Because performance issues and anomalies can be quickly identified and resolved, MTTR for production issues has been improved upon by 92%. LightStep also offers a quick time-to-value. In fact, by implementing LightStep [x]PM, Twilio found issues in their first hour of use that led to a 70% reduction in latency. Now, with new information from LightStep visualizations, the Insight Engineering team has saved 20 hours a week that they can spend elsewhere and not on monitoring. Finally, for Twilio top-tier customers, segmented and detailed performance monitoring and root cause analysis has been added, helping Twilio quickly gain the confidence and trust of their highest revenue-generating customers.
Additional information on LightStep customers is available here.
LightStep is taking a different approach to APM, offering a solution that employs distributed tracing through the OpenTracing standard (along with others who support OpenTracing such as Jaeger and ZipKin)—ideal for the scale of today’s complex applications that generate volumes and volumes of data. LightStep [x]PM tracks 100% of transactions across all services, and employs a statistical engine that can quickly and conclusively identify issues and anomalies.

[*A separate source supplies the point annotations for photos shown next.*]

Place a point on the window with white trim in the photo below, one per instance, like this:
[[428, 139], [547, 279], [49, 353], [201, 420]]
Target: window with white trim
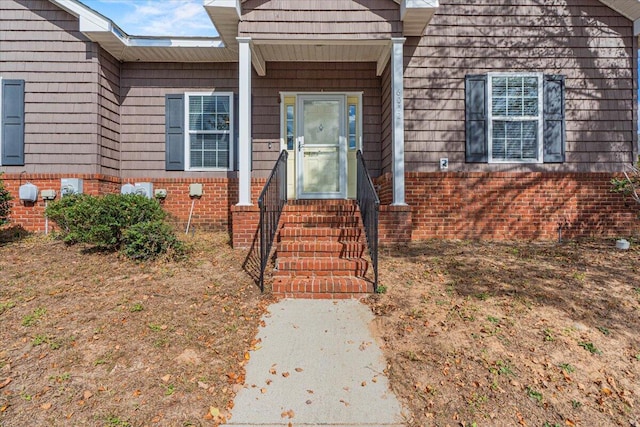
[[515, 117], [209, 135]]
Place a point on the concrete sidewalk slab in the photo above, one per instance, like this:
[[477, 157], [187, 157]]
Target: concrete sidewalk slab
[[318, 365]]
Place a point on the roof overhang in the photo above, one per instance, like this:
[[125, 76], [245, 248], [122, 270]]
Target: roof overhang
[[124, 47], [416, 14], [225, 16]]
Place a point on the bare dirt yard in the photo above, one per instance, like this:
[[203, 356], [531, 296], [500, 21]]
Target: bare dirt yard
[[475, 333], [508, 334], [93, 339]]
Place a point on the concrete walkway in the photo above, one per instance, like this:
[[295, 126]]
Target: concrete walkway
[[318, 365]]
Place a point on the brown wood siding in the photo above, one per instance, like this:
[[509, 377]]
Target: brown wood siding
[[143, 87], [312, 77], [589, 43], [40, 43], [314, 19], [109, 97]]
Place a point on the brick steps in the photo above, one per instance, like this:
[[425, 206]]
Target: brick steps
[[320, 251]]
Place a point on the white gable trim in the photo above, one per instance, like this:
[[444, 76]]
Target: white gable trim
[[122, 46]]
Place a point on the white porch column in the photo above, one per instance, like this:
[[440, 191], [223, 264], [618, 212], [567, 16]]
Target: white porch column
[[244, 121], [397, 110]]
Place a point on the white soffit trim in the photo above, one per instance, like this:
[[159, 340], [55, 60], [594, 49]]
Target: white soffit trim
[[416, 14], [122, 46], [225, 15]]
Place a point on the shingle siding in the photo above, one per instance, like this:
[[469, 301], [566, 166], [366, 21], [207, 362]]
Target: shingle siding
[[142, 128], [313, 19], [41, 44], [589, 43]]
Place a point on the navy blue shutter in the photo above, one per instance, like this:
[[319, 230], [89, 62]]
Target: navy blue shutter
[[174, 132], [476, 147], [554, 119], [12, 121]]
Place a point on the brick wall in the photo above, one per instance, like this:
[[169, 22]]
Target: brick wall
[[211, 211], [497, 205], [504, 205]]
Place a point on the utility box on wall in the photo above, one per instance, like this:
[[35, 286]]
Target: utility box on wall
[[70, 186], [139, 188], [28, 192]]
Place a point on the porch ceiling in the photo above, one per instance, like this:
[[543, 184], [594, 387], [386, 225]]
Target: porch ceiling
[[321, 50]]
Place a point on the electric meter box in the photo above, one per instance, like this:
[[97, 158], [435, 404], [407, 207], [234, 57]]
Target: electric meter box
[[144, 189], [195, 190], [48, 194], [70, 186], [28, 192], [127, 189]]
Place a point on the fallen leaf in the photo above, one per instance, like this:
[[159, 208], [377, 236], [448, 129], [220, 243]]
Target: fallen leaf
[[290, 414]]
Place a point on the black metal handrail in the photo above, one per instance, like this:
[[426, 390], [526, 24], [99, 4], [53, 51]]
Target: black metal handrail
[[271, 202], [369, 205]]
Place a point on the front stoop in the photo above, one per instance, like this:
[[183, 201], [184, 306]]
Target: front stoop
[[320, 251]]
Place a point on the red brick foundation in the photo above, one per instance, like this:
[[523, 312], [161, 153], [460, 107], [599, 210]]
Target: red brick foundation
[[441, 205], [514, 205], [244, 226], [211, 211], [394, 224]]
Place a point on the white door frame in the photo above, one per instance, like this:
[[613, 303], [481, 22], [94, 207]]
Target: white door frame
[[341, 143]]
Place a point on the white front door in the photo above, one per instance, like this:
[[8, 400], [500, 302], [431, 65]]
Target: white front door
[[322, 147]]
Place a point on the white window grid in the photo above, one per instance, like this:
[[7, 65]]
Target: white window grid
[[537, 118], [188, 132]]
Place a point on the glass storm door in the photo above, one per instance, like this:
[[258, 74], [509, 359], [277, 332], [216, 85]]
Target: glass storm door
[[321, 147]]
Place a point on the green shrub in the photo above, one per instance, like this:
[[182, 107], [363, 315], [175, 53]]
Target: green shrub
[[131, 223], [630, 184], [151, 239], [5, 206], [101, 221]]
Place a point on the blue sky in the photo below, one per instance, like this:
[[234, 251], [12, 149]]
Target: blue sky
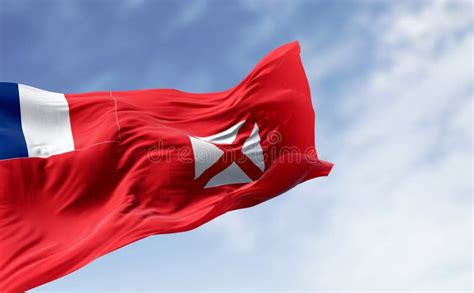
[[392, 84]]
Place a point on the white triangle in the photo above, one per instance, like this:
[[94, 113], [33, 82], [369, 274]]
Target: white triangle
[[231, 175], [253, 149], [225, 137], [205, 155]]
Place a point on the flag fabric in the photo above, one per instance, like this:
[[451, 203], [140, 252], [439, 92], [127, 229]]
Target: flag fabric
[[84, 174]]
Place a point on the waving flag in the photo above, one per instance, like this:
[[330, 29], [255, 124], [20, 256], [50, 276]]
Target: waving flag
[[84, 174]]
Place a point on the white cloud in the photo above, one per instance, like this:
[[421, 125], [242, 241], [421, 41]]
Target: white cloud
[[396, 213]]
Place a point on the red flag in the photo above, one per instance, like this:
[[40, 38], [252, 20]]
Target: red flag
[[84, 174]]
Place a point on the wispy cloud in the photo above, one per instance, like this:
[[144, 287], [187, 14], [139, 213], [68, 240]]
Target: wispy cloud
[[396, 213]]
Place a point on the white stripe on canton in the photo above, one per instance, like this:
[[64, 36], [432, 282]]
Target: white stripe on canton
[[45, 122]]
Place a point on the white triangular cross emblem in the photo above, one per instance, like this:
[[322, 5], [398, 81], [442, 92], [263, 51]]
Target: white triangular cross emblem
[[210, 149]]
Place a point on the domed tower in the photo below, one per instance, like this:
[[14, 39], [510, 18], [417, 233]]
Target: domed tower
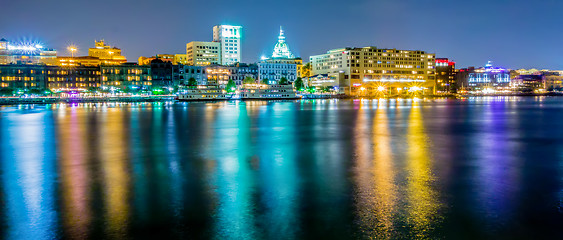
[[281, 50], [3, 44]]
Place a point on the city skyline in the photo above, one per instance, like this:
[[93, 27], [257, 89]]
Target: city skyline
[[471, 35]]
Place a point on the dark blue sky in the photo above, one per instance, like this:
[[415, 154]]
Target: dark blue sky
[[512, 33]]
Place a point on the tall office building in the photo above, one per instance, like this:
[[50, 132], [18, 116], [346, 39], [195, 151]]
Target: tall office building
[[445, 75], [203, 53], [229, 38], [25, 53]]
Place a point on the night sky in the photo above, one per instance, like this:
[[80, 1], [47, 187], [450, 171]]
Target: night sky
[[511, 33]]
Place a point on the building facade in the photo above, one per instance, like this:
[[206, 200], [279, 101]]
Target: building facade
[[282, 64], [203, 53], [108, 55], [26, 53], [23, 76], [229, 38], [369, 69], [484, 78], [220, 75], [445, 75], [274, 72], [124, 76]]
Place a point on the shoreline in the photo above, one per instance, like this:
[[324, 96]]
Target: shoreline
[[53, 100]]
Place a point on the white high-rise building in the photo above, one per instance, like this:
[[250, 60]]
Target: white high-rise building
[[229, 37]]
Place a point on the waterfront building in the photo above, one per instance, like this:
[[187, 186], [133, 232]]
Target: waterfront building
[[127, 75], [274, 72], [22, 76], [164, 73], [72, 77], [26, 53], [220, 75], [445, 75], [164, 57], [199, 73], [324, 81], [282, 64], [203, 53], [527, 83], [78, 61], [108, 55], [484, 78], [180, 59], [553, 81], [281, 50], [370, 70], [229, 38]]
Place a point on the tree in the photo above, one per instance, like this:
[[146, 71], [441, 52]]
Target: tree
[[231, 86], [248, 80], [192, 83], [298, 84]]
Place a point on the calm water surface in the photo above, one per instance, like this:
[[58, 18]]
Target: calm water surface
[[322, 169]]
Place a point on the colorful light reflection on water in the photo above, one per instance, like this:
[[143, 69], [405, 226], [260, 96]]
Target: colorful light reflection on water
[[474, 168]]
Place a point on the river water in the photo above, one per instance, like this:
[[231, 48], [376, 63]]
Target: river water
[[476, 168]]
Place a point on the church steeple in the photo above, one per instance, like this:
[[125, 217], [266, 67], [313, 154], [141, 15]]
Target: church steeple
[[281, 50]]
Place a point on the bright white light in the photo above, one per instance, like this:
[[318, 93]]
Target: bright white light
[[412, 89]]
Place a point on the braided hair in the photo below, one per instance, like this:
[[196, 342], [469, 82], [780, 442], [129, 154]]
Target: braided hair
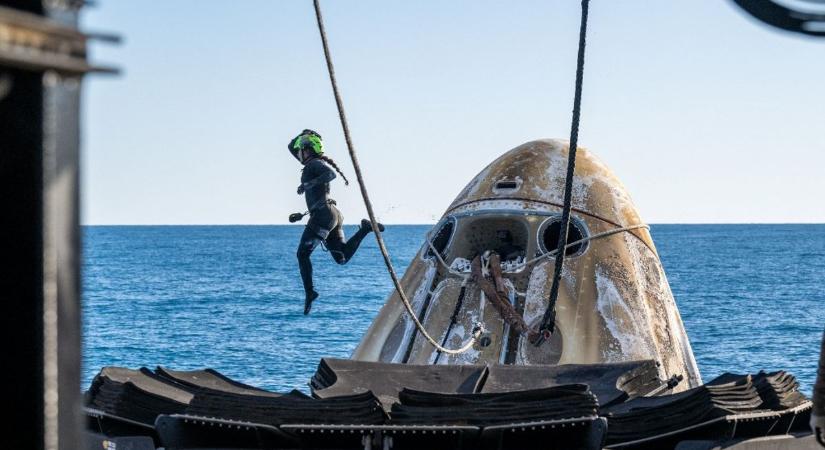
[[329, 161]]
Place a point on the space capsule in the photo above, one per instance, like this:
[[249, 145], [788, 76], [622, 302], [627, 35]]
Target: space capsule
[[614, 304]]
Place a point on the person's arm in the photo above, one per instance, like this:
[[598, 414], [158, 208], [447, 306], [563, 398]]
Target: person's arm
[[320, 173]]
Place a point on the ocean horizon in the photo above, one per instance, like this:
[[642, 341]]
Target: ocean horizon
[[229, 297]]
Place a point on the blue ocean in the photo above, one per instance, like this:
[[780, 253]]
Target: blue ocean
[[229, 297]]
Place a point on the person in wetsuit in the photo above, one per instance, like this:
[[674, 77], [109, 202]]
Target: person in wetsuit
[[325, 220]]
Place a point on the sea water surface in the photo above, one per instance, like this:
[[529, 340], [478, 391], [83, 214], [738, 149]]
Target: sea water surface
[[229, 297]]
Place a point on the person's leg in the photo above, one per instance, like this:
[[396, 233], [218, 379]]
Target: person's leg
[[339, 247], [309, 240]]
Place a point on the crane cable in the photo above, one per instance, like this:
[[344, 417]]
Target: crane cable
[[548, 322], [478, 329]]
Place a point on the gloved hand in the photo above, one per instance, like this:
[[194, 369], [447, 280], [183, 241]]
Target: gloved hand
[[818, 427]]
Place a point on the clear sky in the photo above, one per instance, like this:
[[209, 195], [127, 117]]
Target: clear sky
[[706, 115]]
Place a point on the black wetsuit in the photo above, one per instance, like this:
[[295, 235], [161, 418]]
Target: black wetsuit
[[325, 222]]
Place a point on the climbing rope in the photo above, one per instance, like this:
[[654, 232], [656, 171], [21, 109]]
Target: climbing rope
[[548, 323], [331, 69], [543, 255]]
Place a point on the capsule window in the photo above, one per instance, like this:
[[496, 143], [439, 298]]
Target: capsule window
[[549, 236], [507, 185], [441, 238]]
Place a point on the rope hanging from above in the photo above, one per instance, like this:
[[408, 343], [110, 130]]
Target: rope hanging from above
[[477, 331], [548, 322]]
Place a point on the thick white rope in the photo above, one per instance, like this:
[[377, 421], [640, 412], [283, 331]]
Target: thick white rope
[[331, 69]]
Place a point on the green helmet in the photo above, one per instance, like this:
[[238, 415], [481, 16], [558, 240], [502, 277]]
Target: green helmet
[[307, 140]]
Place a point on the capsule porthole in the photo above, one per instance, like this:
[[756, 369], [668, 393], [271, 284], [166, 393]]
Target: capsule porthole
[[548, 236]]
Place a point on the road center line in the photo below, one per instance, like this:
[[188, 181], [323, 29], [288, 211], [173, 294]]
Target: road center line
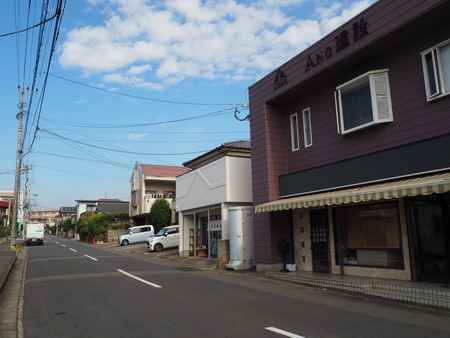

It remains to be seen whether or not traditional APM vendors will fully support the OpenTracing standard though vendors such as New Relic, Datadog and Instana have all signed on to the project. In fact, some argue that OpenTracing isn’t really a standard, but rather it is an API. Call it what you will. OpenTracing has the support of the CNCF with 236 members as of June 2018— members including Amazon AWS, Dell, Azure, Cisco, Docker, RedHat, VMware, Twitter and Google Cloud. Beyond that, LightStep’s impressive customer list and the tangible results those customers are seeing illustrates the value of the solution for a variety of use cases across a range of industries. For these reasons, Clabby Analytics believes that both established enterprises as well as technology-driven start-ups should look closely at LightStep [x]PM.